Progression-free survival after front line, second line and third line in patients with follicular lymphoma treated in clinical practice.

Autor: Rajamaki A; Institute of Clinical Medicine, Faculty of Health Sciences, University of Eastern Finland, Kuopio, Finland., Sorigue M; Medical Department, Trialing Health, Barcelona, Spain. mc.sorigue@zoho.com., Prusila REI; Department of Pediatrics, Kuopio University Hospital, Kuopio, Finland., Kuusisto MEL; Department of Internal Medicine, Länsi-Pohja Central Hospital, Kemi, Finland., Kuitunen H; Department of Internal Medicine, Länsi-Pohja Central Hospital, Kemi, Finland., Jantunen E; Institute of Clinical Medicine, Faculty of Health Sciences, University of Eastern Finland, Kuopio, Finland; Department of Medicine, Kuopio University Hospital, Kuopio, Finland., Mercadal S; ICO-Hospital Duran I Reynals, L'Hospitalet, Spain., Turpeenniemi-Hujanen T; Medical Research Center, Oulu University Hospital and Translational Medicine Research Unit, University of Oulu, Oulu, Finland., Sancho JM; Department of Hematology, ICO-Hospital Germans Trias i Pujol, IJC, UAB, Badalona, Barcelona, Spain., Sunela K; Finnish Medicines Agency FIMEA, Barcelona, Spain., Kuittinen O; Institute of Clinical Medicine, Faculty of Health Sciences, University of Eastern Finland, Kuopio, Finland; Medical Research Center, Oulu University Hospital and Translational Medicine Research Unit, University of Oulu, Oulu, Finland; Department of Oncology, Kuopio University Hospital, Kuopio, Finland.
Jazyk: angličtina
Zdroj: Acta oncologica (Stockholm, Sweden) [Acta Oncol] 2024 May 06; Vol. 63, pp. 267-272. Date of Electronic Publication: 2024 May 06.

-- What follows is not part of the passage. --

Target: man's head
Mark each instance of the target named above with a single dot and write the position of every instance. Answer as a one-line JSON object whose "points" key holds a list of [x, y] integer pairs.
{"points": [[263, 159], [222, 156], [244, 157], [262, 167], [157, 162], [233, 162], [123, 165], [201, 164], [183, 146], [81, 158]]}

DOI: 10.2340/1651-226X.2024.24377
Abstrakt: Background: The modern-day therapeutic landscape for follicular lymphoma (FL) includes a number of highly effective therapies.
Patients and Methods: We set out to determine progression-free survival (PFS) after front line, second line, and third line of therapy on the basis of relevant biological characteristics and therapeutic choices. Patients (n = 743, 51% females, median 60 years old) diagnosed with grade 1-2 FL between 1997 and 2016 in nine institutions were included.
Results: The median PFS1, PFS2, and PFS3 were 8.1 years (95% confidence interval [CI]: 7-9.3 years), 4.2 years (95% CI: 2.8-5.6 years) and 2.2 years (95% CI 1.7-2.8 years). We found longer PFS1 for (1) females, (2) younger age, (3) lower-risk follicular lymphoma international prognostic index (FLIPI), (4) standard intensity (over low intensity) regimens and (5) immunochemotherapy strategies and (6) maintenance rituximab. We found a shorter PFS2 for patients who received front-line immunochemotherapy. Older age at diagnosis correlated with a shorter PFS3. Intensity of front-line chemotherapy, maintenance, or POD24 status did not correlate with PFS2 or PFS3 in this dataset.
Interpretation: With current immunochemotherapy strategies, the natural course of FL is characterized by shorter-lasting remissions after each relapse. It will be interesting to see whether new therapies can alter this pattern.